Saturday, April 13, 2013

Scifi Theater: Goldor $ Mythyka and Geek!


Goldor $ Mythyka
New Georges at the New Ohio Theater
written by Lynn Cohen
directed by Shana Gold
April 6, 2013

Geek!
Vampire Cowboys at Incubator Arts Project
written by Crystal Skillman
directed by Robert Ross Parker
April 11, 2013

Actually, this pair of shows aren't quite SF theater. But they're close, since they both take the role of fandom (especially the scifi/fantasy/comics fan) as their subjects.

Goldor (Garrett Neergaard), Mythyka (Jenny Seastone Stern),
and their DJ-commentator (Bobby Moreno)
Photo credit: Jim Baldassare
Basically, Goldor $ Mythyka revisits the Bonnie & Clyde myth. Its title characters are a pair of social misfits who find their ideal selves in role-playing games. Emboldened by their fantasy lives, they stage a heist and become folk heroes. But with a halfling on the way, Mythyka abandons fantasy and Goldor's revolutionary self-aggrandizement. The playwright adds flesh to the conventional arc by reframing the American myth of self-creation in light of the Great Recession. Her smartest twist is to suggest that parenting, in a sense, is a valid mode of self-creation. The play's only flaw is an onstage MC who comments on the drama. Though played by Bobby Moreno with charm and crack timing, the role's only substantive purpose is to exposit subtext that lies under the dialogue. The play's strong enough, with snazzy projections to set the scene and a cast of confident young and not-young actors, to establish its own identity.

Geek!, meanwhile, follows a pair of cosplayers through an actual convention. The two teens revel in the sense of belonging that dressing as manga characters offers them, but find that identity is more complex than pursuing an obsession, adopting a costume, or even abandoning those passions to stand alone. The sentiment that sorority and support is necessary could easily devolve into glib phrasing about belonging to a like-minded community. But Geek! goes beyond that by showing that self-disclosure (in this case, mourning a friend and sibling's suicide) is individualized and intimate. But that theme sounds heavy, which is the opposite of Geek!. Playwright Skillman knows pop subculture and, with director Robert Ross Parker and an exuberant design team, translates it into imaginative theatrics: dayglo hairdos and a steampunk cuirass; DIY YouTube videos that serve as flashbacks; crossdressing and crosscasting; a multiracial cast with a range of body types.

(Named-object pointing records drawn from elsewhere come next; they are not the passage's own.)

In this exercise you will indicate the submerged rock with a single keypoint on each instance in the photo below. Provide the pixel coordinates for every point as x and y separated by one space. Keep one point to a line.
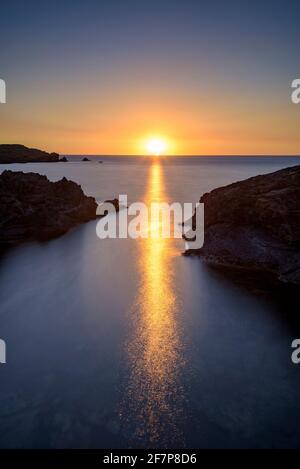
254 225
21 154
33 208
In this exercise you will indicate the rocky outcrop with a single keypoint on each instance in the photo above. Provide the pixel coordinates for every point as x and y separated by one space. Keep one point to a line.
254 225
33 208
22 154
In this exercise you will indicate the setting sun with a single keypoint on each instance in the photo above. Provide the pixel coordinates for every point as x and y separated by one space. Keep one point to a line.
156 146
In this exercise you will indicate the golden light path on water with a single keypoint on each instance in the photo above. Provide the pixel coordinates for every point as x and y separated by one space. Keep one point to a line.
155 350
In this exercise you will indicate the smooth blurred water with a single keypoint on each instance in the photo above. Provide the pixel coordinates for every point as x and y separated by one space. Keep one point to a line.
124 343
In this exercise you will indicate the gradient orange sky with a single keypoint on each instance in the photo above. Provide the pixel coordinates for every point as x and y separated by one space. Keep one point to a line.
104 80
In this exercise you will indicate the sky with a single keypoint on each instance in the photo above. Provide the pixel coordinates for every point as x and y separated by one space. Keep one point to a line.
104 77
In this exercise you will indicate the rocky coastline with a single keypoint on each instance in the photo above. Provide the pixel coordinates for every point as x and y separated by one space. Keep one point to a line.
254 226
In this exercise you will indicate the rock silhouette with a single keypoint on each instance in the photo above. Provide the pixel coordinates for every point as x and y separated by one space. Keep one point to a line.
254 225
21 154
33 208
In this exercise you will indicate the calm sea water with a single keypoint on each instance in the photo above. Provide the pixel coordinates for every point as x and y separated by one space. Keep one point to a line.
126 343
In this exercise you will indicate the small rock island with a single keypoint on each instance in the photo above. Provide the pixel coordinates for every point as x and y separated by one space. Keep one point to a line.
11 153
33 208
254 225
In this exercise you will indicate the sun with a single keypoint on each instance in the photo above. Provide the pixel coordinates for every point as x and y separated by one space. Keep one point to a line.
156 146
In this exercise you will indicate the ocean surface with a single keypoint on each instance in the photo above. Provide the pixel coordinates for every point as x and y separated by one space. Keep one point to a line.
123 343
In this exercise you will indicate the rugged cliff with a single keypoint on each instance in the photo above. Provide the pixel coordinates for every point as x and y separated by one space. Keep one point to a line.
22 154
33 208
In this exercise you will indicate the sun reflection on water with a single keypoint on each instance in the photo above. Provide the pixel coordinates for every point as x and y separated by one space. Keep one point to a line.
155 349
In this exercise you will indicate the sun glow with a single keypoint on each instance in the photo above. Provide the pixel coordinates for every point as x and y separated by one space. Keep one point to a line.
156 146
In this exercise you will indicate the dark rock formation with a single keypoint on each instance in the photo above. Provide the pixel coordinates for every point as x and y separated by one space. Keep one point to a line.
33 208
115 203
22 154
254 225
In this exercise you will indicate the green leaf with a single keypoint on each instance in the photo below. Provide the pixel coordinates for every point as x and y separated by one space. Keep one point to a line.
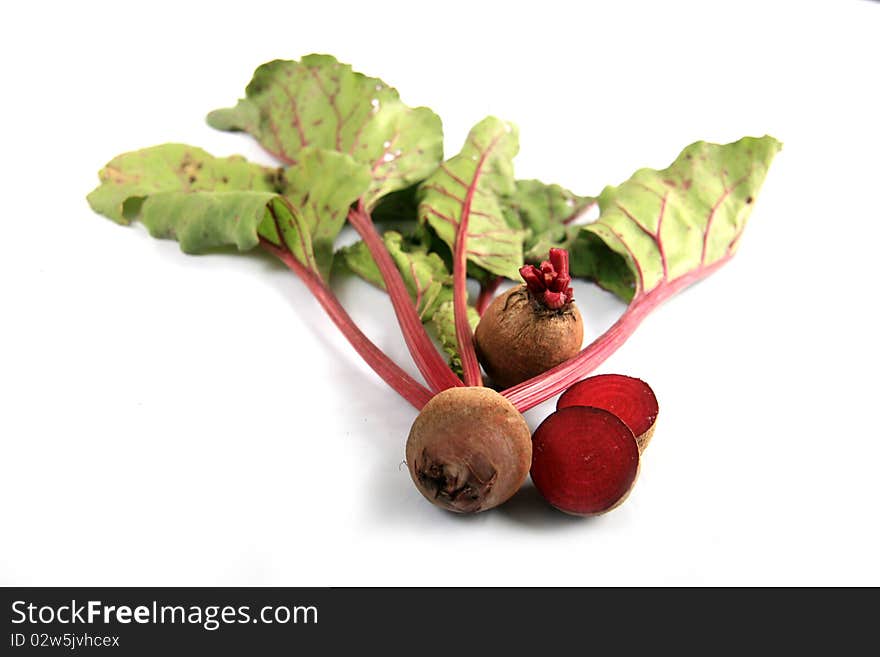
318 192
321 102
425 274
472 186
443 323
590 257
184 193
543 212
666 224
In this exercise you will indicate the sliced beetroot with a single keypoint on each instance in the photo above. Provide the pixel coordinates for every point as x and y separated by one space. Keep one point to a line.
585 460
630 399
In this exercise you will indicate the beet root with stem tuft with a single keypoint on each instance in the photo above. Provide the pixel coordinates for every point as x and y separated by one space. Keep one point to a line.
469 450
585 460
518 337
630 399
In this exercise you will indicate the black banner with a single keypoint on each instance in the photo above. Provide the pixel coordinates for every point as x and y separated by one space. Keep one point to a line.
276 621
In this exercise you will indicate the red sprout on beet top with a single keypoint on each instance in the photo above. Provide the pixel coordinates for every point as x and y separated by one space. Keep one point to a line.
551 282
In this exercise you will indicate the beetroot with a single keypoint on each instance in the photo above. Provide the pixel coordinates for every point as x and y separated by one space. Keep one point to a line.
533 327
630 399
469 450
584 460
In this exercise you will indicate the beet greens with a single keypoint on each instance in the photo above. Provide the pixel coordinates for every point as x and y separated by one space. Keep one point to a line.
352 151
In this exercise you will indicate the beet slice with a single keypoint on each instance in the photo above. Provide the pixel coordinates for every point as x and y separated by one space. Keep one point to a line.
630 399
585 460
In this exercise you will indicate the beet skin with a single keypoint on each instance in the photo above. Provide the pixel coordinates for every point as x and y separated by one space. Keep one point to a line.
518 337
469 450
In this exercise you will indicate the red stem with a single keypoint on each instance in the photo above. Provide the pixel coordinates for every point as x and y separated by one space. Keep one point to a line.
536 390
407 387
429 361
487 292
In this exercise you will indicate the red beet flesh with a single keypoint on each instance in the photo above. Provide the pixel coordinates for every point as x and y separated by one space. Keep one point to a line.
630 399
584 460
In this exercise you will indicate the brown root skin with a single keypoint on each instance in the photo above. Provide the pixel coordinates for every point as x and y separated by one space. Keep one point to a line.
645 438
469 450
518 337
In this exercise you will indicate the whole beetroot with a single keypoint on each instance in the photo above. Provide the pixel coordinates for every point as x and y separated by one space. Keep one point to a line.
469 450
533 327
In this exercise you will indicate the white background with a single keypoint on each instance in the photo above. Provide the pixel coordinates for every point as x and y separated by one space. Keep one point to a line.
167 419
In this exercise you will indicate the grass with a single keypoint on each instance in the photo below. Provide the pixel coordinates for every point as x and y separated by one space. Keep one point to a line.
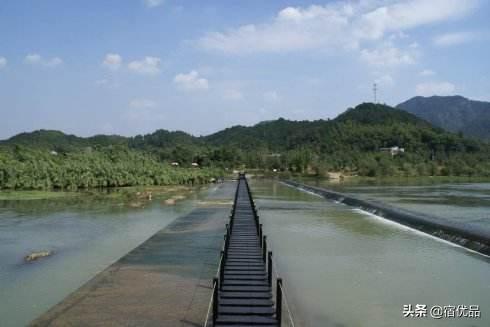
35 195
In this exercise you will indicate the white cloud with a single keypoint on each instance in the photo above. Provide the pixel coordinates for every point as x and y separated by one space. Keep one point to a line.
112 61
333 26
232 94
388 56
272 97
450 39
101 82
142 104
435 88
191 81
37 59
153 3
385 80
146 66
427 72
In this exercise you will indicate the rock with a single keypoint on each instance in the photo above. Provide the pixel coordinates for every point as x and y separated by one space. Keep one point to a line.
37 255
170 201
136 204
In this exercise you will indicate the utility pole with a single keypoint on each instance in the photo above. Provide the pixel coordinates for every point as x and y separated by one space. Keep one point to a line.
375 91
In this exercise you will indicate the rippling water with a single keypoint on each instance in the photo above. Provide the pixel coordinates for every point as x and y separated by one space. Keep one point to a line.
463 202
344 267
86 237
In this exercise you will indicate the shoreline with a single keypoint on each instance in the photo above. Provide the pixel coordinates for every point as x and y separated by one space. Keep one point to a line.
165 281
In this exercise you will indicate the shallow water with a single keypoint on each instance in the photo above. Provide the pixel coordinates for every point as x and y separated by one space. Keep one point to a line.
86 237
344 267
468 203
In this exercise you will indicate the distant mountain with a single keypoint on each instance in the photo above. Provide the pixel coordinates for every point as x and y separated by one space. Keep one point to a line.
453 113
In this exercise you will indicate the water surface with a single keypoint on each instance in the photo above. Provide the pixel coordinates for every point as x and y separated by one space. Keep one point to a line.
86 235
344 267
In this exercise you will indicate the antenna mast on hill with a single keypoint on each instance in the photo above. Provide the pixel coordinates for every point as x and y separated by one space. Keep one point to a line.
375 91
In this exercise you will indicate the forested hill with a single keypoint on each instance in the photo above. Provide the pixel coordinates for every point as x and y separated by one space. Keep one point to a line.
453 113
351 143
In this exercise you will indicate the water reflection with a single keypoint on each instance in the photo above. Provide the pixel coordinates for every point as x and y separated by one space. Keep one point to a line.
344 268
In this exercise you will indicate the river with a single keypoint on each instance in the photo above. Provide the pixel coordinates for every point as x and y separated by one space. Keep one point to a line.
345 267
341 266
86 234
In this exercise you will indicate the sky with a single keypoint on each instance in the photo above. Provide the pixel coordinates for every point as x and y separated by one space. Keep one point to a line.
130 67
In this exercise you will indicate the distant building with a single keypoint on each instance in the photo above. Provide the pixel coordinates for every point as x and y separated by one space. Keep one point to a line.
394 150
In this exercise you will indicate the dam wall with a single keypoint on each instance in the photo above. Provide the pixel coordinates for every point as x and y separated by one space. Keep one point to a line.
462 234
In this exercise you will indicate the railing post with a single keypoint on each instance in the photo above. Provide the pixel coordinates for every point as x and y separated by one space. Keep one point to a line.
269 269
279 301
264 247
222 270
215 300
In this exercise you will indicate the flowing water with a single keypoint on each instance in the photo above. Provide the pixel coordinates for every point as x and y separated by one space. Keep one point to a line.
86 236
345 267
341 266
468 203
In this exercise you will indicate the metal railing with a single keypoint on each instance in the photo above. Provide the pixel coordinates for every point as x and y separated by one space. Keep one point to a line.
272 271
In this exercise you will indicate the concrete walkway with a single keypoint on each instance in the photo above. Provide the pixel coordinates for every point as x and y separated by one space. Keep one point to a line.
166 281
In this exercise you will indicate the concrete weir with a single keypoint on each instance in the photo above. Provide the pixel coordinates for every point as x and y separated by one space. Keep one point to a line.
458 233
166 281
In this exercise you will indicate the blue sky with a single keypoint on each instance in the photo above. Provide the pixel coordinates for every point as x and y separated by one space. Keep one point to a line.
133 66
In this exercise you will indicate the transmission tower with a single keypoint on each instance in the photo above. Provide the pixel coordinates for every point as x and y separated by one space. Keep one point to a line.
375 92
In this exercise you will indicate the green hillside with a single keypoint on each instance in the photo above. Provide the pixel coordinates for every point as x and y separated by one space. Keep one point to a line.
453 113
350 143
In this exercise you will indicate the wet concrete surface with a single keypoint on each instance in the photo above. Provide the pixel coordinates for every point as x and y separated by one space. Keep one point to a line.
166 281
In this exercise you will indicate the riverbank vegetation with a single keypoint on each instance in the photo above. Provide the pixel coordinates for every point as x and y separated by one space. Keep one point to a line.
354 143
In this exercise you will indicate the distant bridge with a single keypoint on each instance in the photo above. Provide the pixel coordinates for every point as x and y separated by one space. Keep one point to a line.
243 291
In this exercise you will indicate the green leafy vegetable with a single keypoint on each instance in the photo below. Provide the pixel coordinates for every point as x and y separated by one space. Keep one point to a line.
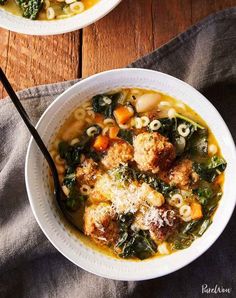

It features plenty of stage combat―always a plus―yet it resolves the rivalry between two girls (not over a guy, incidentally) by joining them in friendship. 
The Geek! trio of Emily Williams,
Allison Buck, and Becky Byers

G$M and Geek! are both smart shows. Both have advantages and drawbacks, both succeed on their terms (modest) and Off-Off-B'way budgets (also modest), and both are fun and smart evenings at the theater. More broadly, taken together, Geek! and G$M suggest that American culture has converted everyone into “fans” of one thing or another. Fandom is an aid to self-discovery and the foundation of a community, a path to belonging. But that fact raises a dicey proposition: much of what we're fans of is corporate-owned (in my case, it's Marvel comics and Yankees baseball). So we're required to tithe to the owners (not the comics artists, not the ballplayers, note) to understand ourselves and discover others. Of the two, Geek! is more optimistic, maybe because it's less socially engaged than G$M. It finds a subversive streak in the DIY ethos of cosplay and in geekdom generally. G$M is more of a romance―like late Shakespearean plays, it leaps ahead 17 years to resolve its family triad. But both ultimately claim that eccentric passion strengthens a person only when it's shared with another.